Quotes from Paul Graham: What You Can’t Say

February 18, 2011
2 min

Paul Graham’s What You Can’t Say is social commentary on heretical thinking and intellectual fashions. It is a really good gym for our brain: how can we detect, analyze and handle our social environment, especially the parts that are unthinkable or at least unsayable.

Paul Graham

Here is my (semi-random) selection of quotes from the article, and I hope you’ll find them interesting enough to read it through:

Changes between the past and the present sometimes do represent progress. […] By the time you get to social questions, many changes are just fashion.

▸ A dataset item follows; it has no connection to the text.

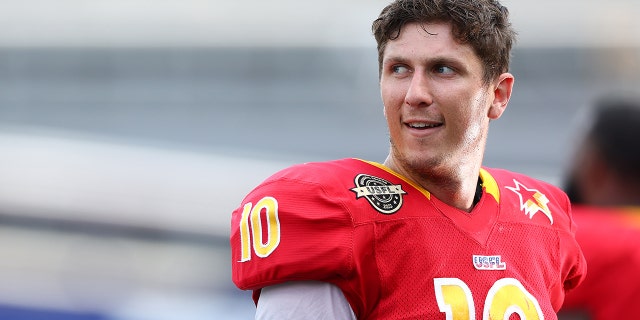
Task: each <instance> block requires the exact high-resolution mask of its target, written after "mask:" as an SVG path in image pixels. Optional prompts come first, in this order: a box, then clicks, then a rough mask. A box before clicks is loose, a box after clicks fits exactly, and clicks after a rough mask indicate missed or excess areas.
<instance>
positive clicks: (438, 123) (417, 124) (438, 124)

Most struggles, whatever they’re really about, will be cast as struggles between competing ideas. It’s easier to get people to fight for an idea. And whichever side wins, their ideas will also be considered to have triumphed, as if God wanted to signal his agreement of that side as the winner.

Whatever the reason, there seems a clear correlation between intelligence and willingness to consider shocking ideas.

Training yourself to think unthinkable thoughts has advantages beyond the thoughts themselves. […] If you can think things so outside the box that they’d make people’s hair stand on end, you’ll have no trouble with the small trips outside the box that people call innovative.

When people are bad at math, they know it, because they get the wrong answers on tests. But when people are bad at open-mindedness, they don’t know it. In fact they tend to think the opposite.

I have translated the essay to Hungarian.